Toys are everywhere. Pouring out of our doors in the house; to the car, outside, garage, and even in beds! Ever notice your child starting to lose interest in the toys they have? Constantly wanting new ones. Yes, we’ve all been through this cycle. However, the fewer toys in your house the better! This gives little ones the chance to explore and be creative with the toys they have.

Fewer Toys

Let’s talk about birthdays and holidays.  It’s inevitable to receive endless toys and gifts. My family and I started a “no toys, only-books for gifts” as part of our birthday and holiday traditions. It’s so worth it! Now we don’t have to feel guilty for returning or giving away toys. 

4 Reasons Why Fewer Toys is Better 

I read an interesting article about why having fewer toys is a better option.  Here are four reasons why.

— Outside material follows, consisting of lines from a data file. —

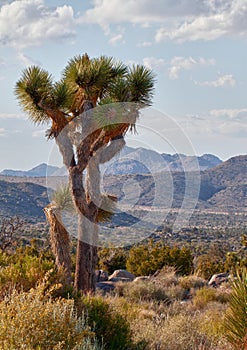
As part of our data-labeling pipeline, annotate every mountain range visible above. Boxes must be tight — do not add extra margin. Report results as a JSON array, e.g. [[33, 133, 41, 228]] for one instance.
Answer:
[[0, 149, 247, 222], [0, 146, 222, 177]]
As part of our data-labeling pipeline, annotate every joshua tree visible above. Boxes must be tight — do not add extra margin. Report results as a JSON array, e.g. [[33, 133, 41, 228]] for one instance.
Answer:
[[44, 186, 74, 284], [15, 54, 154, 292]]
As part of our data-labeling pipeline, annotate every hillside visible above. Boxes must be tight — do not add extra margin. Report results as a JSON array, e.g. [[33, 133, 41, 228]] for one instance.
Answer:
[[0, 156, 247, 226], [0, 180, 48, 221], [0, 146, 222, 177]]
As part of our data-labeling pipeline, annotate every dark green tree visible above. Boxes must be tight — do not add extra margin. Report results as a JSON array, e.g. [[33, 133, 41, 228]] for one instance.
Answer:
[[15, 54, 154, 292]]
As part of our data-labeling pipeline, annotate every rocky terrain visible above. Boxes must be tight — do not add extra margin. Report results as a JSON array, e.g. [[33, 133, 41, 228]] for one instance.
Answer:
[[0, 156, 247, 235]]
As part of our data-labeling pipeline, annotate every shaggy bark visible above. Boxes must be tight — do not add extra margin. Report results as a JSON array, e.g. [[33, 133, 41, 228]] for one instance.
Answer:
[[44, 204, 72, 284]]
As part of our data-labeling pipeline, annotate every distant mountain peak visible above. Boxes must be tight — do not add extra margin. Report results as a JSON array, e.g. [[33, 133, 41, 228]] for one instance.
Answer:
[[0, 146, 222, 177]]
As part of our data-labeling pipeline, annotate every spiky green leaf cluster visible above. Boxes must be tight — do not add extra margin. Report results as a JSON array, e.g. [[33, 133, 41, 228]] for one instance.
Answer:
[[52, 185, 74, 212], [225, 268, 247, 350], [15, 54, 155, 131], [15, 66, 52, 124]]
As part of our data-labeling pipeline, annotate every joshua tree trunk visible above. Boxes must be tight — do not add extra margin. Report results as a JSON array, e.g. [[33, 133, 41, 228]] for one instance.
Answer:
[[44, 203, 72, 284]]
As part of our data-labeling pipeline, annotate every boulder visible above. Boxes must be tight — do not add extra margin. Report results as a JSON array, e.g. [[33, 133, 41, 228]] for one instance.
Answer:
[[96, 281, 115, 294], [108, 270, 135, 282], [208, 272, 229, 287], [133, 276, 150, 282], [95, 270, 108, 282]]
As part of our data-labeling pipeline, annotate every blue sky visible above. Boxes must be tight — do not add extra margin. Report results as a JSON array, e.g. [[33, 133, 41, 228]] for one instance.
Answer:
[[0, 0, 247, 170]]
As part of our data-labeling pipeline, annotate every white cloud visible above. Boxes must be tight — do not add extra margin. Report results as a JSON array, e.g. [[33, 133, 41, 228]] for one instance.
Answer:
[[137, 41, 153, 47], [155, 0, 247, 42], [0, 0, 75, 48], [0, 128, 6, 137], [81, 0, 247, 42], [83, 0, 210, 26], [32, 129, 46, 138], [168, 56, 216, 79], [143, 56, 166, 70], [17, 52, 41, 67], [194, 74, 237, 87], [180, 108, 247, 140], [109, 34, 124, 45]]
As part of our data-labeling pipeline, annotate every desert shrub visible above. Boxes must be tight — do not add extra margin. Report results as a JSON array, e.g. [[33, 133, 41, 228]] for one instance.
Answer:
[[98, 247, 127, 274], [126, 240, 193, 276], [193, 287, 228, 309], [132, 313, 230, 350], [0, 287, 96, 350], [179, 275, 207, 290], [116, 281, 169, 303], [0, 254, 54, 294], [81, 296, 131, 350], [199, 302, 226, 342], [196, 254, 225, 280], [165, 284, 188, 300], [225, 268, 247, 350]]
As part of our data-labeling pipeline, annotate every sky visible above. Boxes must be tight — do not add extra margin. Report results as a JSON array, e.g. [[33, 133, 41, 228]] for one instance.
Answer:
[[0, 0, 247, 171]]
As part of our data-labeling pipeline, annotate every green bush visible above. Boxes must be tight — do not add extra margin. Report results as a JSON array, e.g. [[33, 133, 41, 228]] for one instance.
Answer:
[[193, 287, 229, 309], [0, 286, 99, 350], [81, 296, 131, 350], [98, 247, 127, 274], [196, 254, 225, 280], [225, 268, 247, 350], [115, 281, 169, 303], [0, 254, 54, 294], [179, 275, 207, 290], [126, 240, 193, 276]]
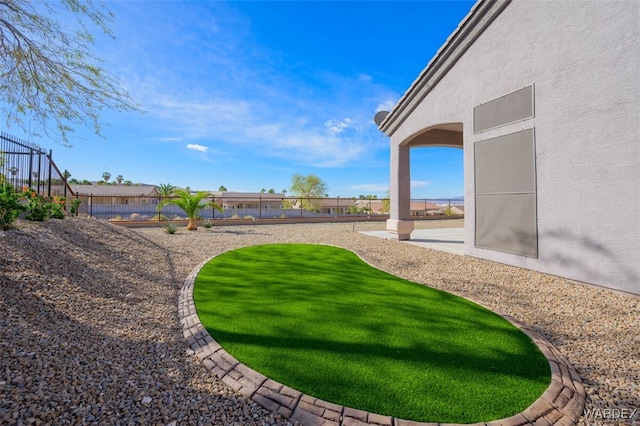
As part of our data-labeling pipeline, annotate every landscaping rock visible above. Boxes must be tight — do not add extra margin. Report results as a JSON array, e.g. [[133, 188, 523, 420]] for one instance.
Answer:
[[0, 218, 640, 426]]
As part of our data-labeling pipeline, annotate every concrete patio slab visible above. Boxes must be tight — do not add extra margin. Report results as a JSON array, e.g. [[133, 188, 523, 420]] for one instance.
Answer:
[[361, 228, 464, 256]]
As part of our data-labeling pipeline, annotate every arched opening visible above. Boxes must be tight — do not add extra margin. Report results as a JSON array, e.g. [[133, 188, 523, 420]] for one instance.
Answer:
[[387, 123, 464, 240]]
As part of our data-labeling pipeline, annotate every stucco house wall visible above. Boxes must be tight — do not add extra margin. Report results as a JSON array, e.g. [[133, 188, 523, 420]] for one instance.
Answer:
[[381, 1, 640, 293]]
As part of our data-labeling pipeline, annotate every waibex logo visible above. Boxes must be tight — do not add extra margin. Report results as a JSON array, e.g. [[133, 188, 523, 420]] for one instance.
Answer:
[[584, 408, 640, 420]]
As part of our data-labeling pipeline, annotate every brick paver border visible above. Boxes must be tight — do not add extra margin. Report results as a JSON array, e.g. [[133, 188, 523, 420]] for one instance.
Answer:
[[178, 260, 586, 426]]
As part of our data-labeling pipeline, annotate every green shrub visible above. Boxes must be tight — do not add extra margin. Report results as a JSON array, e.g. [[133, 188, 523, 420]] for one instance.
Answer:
[[24, 188, 51, 222], [164, 223, 178, 234], [45, 197, 67, 219], [0, 183, 25, 230]]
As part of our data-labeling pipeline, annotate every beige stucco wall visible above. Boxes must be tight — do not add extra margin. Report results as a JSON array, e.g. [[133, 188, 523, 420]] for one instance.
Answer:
[[391, 1, 640, 293]]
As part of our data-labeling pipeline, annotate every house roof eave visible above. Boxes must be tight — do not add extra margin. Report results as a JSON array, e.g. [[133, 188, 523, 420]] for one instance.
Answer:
[[378, 0, 512, 136]]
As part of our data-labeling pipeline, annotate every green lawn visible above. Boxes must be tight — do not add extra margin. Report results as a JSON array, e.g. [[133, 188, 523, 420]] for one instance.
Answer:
[[194, 244, 551, 423]]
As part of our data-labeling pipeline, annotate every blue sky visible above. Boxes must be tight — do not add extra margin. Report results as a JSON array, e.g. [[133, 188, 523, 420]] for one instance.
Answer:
[[6, 1, 473, 198]]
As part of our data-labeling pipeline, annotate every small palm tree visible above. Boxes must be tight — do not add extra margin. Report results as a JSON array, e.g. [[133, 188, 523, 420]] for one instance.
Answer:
[[158, 189, 224, 231]]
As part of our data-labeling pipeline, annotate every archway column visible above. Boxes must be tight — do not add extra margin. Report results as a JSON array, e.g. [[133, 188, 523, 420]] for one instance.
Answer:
[[387, 144, 414, 240]]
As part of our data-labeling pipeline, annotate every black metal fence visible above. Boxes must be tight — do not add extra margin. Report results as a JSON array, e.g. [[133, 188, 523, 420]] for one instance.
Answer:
[[67, 191, 464, 225], [0, 132, 73, 197]]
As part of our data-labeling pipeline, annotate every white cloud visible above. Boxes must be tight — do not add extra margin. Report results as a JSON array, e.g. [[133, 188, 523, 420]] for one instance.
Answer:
[[411, 180, 431, 188], [187, 143, 209, 152], [324, 117, 354, 134], [349, 183, 389, 192]]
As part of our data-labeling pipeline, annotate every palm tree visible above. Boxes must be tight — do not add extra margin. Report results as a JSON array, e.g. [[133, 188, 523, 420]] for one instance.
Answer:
[[158, 189, 224, 231]]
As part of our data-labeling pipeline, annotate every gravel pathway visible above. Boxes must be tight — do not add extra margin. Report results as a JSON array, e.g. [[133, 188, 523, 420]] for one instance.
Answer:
[[0, 219, 640, 425]]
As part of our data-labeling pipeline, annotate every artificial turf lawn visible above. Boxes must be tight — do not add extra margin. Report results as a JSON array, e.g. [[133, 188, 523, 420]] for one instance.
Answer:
[[194, 244, 551, 423]]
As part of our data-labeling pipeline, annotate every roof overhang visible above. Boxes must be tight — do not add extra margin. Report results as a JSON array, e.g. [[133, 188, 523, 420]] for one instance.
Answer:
[[379, 0, 511, 136]]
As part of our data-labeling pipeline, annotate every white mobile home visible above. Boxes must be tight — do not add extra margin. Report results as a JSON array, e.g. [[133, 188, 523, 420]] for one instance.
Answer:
[[380, 0, 640, 293]]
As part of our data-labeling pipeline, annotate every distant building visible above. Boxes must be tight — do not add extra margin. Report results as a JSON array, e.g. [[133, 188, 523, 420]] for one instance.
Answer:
[[69, 184, 160, 205], [380, 0, 640, 293]]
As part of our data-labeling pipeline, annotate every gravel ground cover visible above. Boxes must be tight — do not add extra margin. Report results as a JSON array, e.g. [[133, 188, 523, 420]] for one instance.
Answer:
[[0, 219, 640, 425]]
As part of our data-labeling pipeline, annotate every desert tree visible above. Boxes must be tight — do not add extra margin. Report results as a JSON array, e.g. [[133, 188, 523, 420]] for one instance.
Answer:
[[0, 0, 139, 146], [158, 189, 224, 231], [157, 183, 177, 200], [291, 174, 327, 211]]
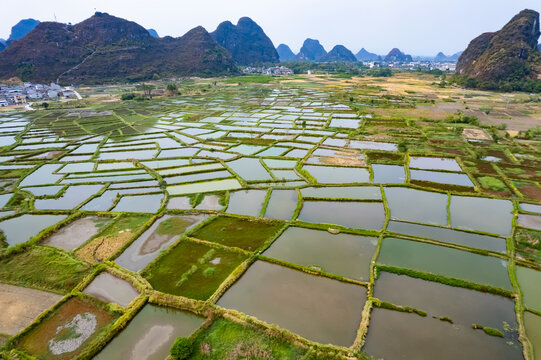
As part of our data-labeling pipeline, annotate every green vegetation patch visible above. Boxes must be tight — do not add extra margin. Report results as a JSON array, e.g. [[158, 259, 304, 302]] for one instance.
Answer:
[[477, 176, 508, 191], [224, 75, 277, 84], [0, 246, 90, 293], [144, 240, 246, 300], [515, 228, 541, 263], [192, 216, 282, 251], [191, 318, 305, 360]]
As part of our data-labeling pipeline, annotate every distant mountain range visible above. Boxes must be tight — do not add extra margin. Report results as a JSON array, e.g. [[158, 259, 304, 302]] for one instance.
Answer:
[[276, 44, 295, 62], [211, 17, 280, 65], [434, 51, 462, 62], [384, 48, 413, 62], [319, 45, 357, 62], [6, 19, 39, 45], [294, 38, 327, 62], [456, 10, 541, 83], [0, 12, 237, 84], [355, 48, 381, 61], [0, 12, 492, 83], [147, 29, 160, 38]]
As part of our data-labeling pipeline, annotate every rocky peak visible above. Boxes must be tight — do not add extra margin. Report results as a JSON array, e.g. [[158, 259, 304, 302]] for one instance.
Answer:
[[211, 17, 279, 65], [296, 38, 327, 61], [276, 44, 295, 61], [385, 48, 412, 62], [319, 45, 357, 62], [456, 10, 540, 82], [355, 48, 381, 61], [7, 19, 39, 44]]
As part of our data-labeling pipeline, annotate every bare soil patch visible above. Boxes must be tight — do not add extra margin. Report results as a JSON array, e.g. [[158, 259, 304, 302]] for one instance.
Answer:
[[0, 284, 62, 335]]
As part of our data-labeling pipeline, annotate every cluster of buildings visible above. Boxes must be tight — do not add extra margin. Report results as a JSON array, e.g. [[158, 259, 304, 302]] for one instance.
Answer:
[[242, 66, 293, 75], [363, 60, 456, 71], [0, 83, 78, 107]]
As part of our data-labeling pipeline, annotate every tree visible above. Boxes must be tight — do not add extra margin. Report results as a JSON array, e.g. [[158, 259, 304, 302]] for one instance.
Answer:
[[169, 337, 193, 360]]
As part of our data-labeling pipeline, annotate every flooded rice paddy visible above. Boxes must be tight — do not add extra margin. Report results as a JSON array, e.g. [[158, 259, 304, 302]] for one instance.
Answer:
[[0, 81, 541, 360], [94, 304, 203, 360], [218, 261, 366, 346], [83, 272, 139, 307]]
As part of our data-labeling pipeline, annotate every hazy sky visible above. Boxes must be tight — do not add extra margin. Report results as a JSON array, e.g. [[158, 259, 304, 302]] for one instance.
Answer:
[[0, 0, 541, 55]]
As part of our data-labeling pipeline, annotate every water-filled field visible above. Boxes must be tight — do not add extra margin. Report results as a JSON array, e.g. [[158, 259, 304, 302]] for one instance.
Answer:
[[0, 77, 541, 360]]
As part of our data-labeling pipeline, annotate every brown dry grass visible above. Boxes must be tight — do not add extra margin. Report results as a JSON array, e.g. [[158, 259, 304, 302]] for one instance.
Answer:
[[75, 229, 132, 264]]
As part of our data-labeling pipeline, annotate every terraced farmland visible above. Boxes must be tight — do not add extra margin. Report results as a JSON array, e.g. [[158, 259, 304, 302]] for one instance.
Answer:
[[0, 77, 541, 360]]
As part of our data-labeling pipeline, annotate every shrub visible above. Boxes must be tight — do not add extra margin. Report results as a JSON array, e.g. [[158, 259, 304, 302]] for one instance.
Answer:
[[483, 327, 504, 337], [120, 93, 135, 101], [477, 176, 507, 191], [169, 337, 193, 360]]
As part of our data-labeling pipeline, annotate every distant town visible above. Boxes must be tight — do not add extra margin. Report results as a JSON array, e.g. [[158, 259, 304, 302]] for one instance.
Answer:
[[0, 82, 81, 107]]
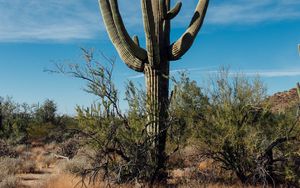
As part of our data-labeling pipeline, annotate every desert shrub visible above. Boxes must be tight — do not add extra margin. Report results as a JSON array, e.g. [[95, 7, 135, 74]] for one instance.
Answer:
[[63, 156, 92, 177], [41, 154, 56, 168], [0, 157, 21, 188], [20, 160, 37, 173], [0, 157, 21, 175], [58, 137, 80, 159], [0, 139, 18, 157], [197, 70, 299, 184], [0, 175, 20, 188]]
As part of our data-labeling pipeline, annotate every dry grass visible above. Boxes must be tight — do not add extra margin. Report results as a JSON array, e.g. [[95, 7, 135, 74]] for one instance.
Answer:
[[45, 174, 105, 188]]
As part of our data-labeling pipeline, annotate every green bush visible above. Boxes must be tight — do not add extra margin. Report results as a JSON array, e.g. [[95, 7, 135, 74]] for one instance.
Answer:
[[196, 70, 299, 184]]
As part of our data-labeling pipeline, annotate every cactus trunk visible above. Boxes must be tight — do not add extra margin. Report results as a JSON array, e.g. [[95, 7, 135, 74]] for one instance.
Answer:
[[145, 63, 169, 172], [99, 0, 209, 176]]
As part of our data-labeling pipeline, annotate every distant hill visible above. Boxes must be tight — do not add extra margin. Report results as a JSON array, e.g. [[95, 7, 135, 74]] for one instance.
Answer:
[[267, 88, 299, 113]]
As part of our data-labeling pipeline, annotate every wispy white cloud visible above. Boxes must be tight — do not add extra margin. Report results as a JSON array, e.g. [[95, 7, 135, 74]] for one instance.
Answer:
[[128, 67, 300, 79], [207, 0, 300, 24], [0, 0, 101, 42], [0, 0, 300, 42]]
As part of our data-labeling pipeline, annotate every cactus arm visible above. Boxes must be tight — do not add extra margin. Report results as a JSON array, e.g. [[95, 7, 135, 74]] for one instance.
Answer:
[[132, 35, 140, 46], [168, 0, 209, 61], [99, 0, 144, 72], [141, 0, 159, 67], [110, 0, 147, 60], [166, 2, 182, 20]]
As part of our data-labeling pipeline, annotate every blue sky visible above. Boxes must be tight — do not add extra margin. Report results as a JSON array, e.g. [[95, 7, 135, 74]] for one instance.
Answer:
[[0, 0, 300, 114]]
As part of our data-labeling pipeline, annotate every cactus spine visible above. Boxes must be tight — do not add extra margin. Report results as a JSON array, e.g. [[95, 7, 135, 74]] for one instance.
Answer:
[[99, 0, 209, 172]]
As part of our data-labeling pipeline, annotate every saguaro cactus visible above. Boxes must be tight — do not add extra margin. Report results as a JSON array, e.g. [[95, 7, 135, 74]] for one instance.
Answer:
[[99, 0, 209, 173]]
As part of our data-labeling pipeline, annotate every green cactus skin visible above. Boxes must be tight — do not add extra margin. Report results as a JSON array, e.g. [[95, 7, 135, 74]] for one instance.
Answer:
[[99, 0, 209, 172]]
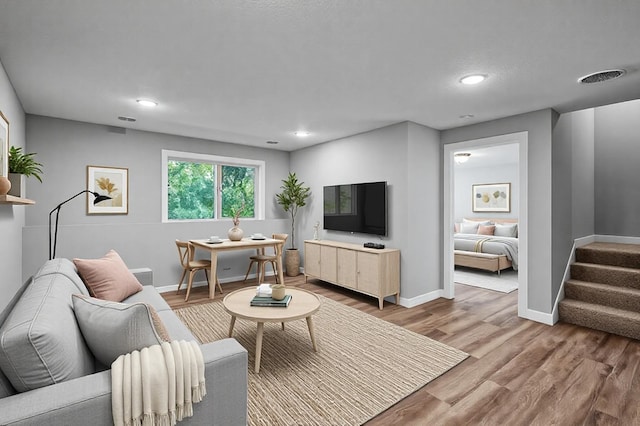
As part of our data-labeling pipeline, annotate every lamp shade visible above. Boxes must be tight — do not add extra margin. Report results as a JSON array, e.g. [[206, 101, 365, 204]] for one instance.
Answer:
[[49, 189, 111, 260]]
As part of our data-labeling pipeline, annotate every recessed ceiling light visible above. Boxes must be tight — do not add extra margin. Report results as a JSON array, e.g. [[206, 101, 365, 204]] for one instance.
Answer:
[[578, 69, 626, 84], [453, 152, 471, 164], [136, 99, 158, 107], [460, 74, 487, 84]]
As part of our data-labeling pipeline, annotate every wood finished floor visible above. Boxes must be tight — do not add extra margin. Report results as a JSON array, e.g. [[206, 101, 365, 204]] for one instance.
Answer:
[[163, 275, 640, 426]]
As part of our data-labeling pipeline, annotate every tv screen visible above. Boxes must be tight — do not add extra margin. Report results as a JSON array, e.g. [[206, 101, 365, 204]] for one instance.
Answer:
[[324, 182, 387, 235]]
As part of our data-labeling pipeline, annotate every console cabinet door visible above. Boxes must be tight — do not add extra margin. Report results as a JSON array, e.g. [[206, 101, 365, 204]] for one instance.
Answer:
[[320, 246, 338, 283], [356, 252, 380, 296], [304, 243, 320, 278], [338, 248, 357, 288]]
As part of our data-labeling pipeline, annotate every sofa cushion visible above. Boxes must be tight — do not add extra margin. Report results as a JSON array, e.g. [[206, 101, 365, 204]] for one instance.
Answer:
[[158, 311, 198, 342], [0, 259, 95, 392], [73, 295, 170, 366], [33, 259, 89, 295], [73, 250, 142, 302], [122, 285, 171, 312]]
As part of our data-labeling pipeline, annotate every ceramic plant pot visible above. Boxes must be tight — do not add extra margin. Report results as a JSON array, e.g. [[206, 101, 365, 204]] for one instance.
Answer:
[[271, 284, 285, 300], [0, 176, 11, 195], [284, 249, 300, 277], [227, 226, 244, 241]]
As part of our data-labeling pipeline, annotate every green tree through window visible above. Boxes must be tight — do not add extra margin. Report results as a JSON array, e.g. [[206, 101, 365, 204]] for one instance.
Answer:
[[166, 158, 256, 220]]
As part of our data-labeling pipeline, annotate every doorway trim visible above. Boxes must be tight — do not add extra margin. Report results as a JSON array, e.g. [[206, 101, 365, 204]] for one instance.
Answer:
[[443, 132, 529, 318]]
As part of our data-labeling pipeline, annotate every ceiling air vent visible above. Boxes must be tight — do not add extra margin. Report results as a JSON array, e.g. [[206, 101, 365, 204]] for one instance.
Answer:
[[578, 70, 626, 84]]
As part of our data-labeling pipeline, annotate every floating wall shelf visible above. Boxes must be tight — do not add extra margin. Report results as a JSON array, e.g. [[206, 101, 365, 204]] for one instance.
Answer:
[[0, 195, 36, 206]]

  •  more creative, imaginative play
  •  less chance for distraction
  • more quality play time
  • my favorite! Fewer toys create a calmer less chaotic home

Organizing Toys 

It helps to have bins or a shelf that is designated for toys so your little ones can help clean up. Keep between one and two toys in each bin. A block or lego bin should have a good amount in each to build with. Having a shelf helps to limit toys that are out while keeping the house a little neater. All the other toys not in use, keep organized in a closet and rotate them when you see your little one getting tired of their current toys. When the “closet toys” come out your children will think they are new! Parent hack 101! Come up with a rotation system that works for your family. 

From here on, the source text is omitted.